Group aims to support the arts in Paynesville

This article submitted by Erin Aagesen on 6/28/00.

Sidewalk art The community of Paynesville has always had a strong tradition of arts involvement. Whether it be school ensembles, church choirs, amateur musicians, or summer acting companies, many individuals are active in the arts.

Until last November, however, these artists had nowhere to turn for ideas, assistance, or financial support. That's where the Consortium for Creative Arts comes in.

Rather than organizing specific events, the seven-month-old group exists as a forum for promoting the arts in a variety of ways.

These kids drew on the sidewalk during the sidewalk chalk contest sponsored by the Consortium for Creative Arts on Tuesday evening during Town & Country Days.

"Everyone has different ideas," said Jeff Thompson, who played a key role getting the group started. "The consortium is the place where they will all come together."

Gretchen Vork, a consortium member, said, "The main objective is to raise the profile of art and artists and increase the opportunity for artistic expression."

Thirty-five charter members belong to the Consortium for Creative Arts, though anyone can come to the meetings with their concerns. They meet every three months, with the exact dates regularly published in the Press.

Stacy Wall is the current president of the organization. Doris Dodds is the first vice president, and Jim McCalmant is the second vice president. Antonia Kerr serves as secretary, and Becky Thompson is the treasurer. Board members are Erin Kerr, Dean Seanor, Steve Gralish, and Ian Pelton.

Erin Kerr admits it's not always easy to get what is needed arts-wise in a small town. "We're doing everything we can to support the artistic cause in Paynesville," he said. And it's working.

The group is excited about the prospect of the new auditorium and plans to work with the school district in utilizing the facility as much as possible.

Members of the group waited tables and helped with ticket sales at the area center this spring during a dinner theatre production. They had a stand at the Farm and Home Expo to get their name out. At last week's Town and Country Days celebration, the consortium organized both the Family Chalk Contest and the Kid's Painting Booth on Tuesday afternoon.
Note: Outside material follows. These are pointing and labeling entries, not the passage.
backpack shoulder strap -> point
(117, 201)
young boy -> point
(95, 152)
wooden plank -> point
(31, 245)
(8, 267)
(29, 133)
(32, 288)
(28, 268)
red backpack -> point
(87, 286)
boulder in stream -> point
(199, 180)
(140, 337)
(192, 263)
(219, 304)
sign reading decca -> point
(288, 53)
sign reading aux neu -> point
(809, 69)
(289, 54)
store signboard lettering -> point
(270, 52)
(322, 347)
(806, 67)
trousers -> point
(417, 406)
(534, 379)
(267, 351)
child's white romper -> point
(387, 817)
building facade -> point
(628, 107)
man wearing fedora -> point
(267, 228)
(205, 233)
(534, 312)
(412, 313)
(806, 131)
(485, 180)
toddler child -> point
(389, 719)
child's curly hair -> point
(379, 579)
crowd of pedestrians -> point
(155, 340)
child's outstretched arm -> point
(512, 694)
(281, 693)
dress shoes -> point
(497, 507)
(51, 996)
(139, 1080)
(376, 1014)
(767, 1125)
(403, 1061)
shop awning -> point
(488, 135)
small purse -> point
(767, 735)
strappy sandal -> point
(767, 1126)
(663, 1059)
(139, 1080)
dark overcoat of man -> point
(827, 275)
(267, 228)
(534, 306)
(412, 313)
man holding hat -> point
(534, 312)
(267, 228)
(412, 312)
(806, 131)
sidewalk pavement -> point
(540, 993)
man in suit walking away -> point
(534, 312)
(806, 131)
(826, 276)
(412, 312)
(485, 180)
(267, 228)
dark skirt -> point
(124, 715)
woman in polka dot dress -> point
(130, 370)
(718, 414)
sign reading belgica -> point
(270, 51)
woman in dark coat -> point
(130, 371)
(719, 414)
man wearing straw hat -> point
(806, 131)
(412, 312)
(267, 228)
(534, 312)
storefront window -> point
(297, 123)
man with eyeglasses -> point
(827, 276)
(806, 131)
On Monday, June 26, they helped sponsor an arts auction at the area center.

They are in the process of compiling an artist directory so people can get in contact with others involved in the arts. A calendar of arts events is regularly updated, and can be accessed through

The consortium is also working closely with the Koronis Theatre Company this summer to put on a production of the musical, "Into the Woods." It will be staged in late July.

Future plans include adding murals to buildings around town to link the community and the arts. Kerr, a professional set designer, will be painting the first one this summer, with help from volunteers, on a wall by the public library.

Other possible mural sights are on the walls surrounding the new Kindness Garden, between the Home Enhancement Center and Steve Whitcomb's State Farm office, and at Wally's G&T Foods.

They would also like to get artwork done by community members put up inside the library.

"There are a lot of ideas floating around," said Becky Thompson.

The group also is in the process of gaining recognition as a nonprofit organization. Their original name, Creative Consortium, had to be changed to its current title because it had been used by another group.

Once nonprofit status is achieved, the organization will be able to apply for arts grants for things like theatrical productions. They will also be able to facilitate other community groups in applying for grants.

Nonprofit status also allows donations to the group to be tax deductible.

The Consortium for the Creative Arts will remain open to anything which supports the arts. "We're all here because we love this stuff. We're here to help," said Erin Kerr.